Boston Children’s Hospital has released a press statement revealing a laptop issued to one of its staff member has been lost at a conference in Buenos Aires; possibly exposing the protected health records of 2,159 of its patients.
The laptop had basic security measures installed and access was secured via a password; however the data stored on the laptop was not encrypted. In accordance with federal law, all patients concerned have been advised with a breach notification by mail advising them of the security breach and detailing the information that could possibly have fallen into the hands of others. They have also been given guidance on how they can protect their identities and mitigate any damage caused. The breach notification letters were issued on May 22, 2012.
In the letter patients were told that their data was stored in a spreadsheet attached to an email and that the account was password protected. The information stored in the file included names, medical record numbers, diagnosis codes, procedures performed and dates of past surgery. Dates of birth were included, although no financial details such as credit card numbers or Social Security numbers had been disclosed in the loss.
No electronic health records or protected information was contained on the laptop’s hard drive, although the attachment was possibly accessible through the email program at the time the theft happened. It is therefore possible that the thief or the person in possession of the laptop could have seen, stored or copied the data.
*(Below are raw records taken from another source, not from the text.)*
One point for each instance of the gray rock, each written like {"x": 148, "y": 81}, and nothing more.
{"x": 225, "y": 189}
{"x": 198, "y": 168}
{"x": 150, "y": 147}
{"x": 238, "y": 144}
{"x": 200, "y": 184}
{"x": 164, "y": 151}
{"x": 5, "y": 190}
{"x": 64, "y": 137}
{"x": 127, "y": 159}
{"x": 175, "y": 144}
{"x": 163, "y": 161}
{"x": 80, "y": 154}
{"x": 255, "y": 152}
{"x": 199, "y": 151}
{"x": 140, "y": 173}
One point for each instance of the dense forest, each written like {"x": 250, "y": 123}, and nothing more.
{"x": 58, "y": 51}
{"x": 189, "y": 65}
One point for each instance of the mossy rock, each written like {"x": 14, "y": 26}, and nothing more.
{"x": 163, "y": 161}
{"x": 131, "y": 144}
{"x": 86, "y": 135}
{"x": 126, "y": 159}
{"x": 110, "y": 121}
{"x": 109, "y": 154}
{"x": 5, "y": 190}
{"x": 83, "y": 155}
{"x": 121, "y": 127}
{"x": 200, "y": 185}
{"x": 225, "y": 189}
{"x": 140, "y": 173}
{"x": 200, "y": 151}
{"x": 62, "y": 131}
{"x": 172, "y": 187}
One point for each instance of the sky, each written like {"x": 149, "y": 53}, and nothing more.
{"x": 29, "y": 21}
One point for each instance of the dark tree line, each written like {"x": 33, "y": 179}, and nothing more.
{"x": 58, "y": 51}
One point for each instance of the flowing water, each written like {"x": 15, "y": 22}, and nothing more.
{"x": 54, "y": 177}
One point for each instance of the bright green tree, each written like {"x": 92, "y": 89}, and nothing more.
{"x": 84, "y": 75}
The investigation carried out by the hospital could not confirm whether this was the case, or if the attachment was in fact even accessible at the time of the theft.
Boston Children’s Hospital Senior Vice President for Information Services and its Chief Information Officer stated: “We take great measures to ensure that Protected Health Information is never inadvertently released, and we are undertaking additional steps to prevent breaches such as this in the future. We deeply regret and apologize for any concern or inconvenience this situation may cause our patients and families.”
HIPAA violations must be made known to the media and patients need to be advised of any breach that involved their Protected Health Information potentially being exposed to allow them to take step to mitigate damage. The Office for Civil Rights of the Department of Health and Human Services must also be told of breaches involving the records of more than 500 people and it actively investigates the organizations concerned.
If the OCR review and finds the data breach was caused by failures to implement appropriate controls to safeguard ePHI, as demanded by the Health Insurance Portability and Accountability Act, it can issue substantial financial penalties for each breach.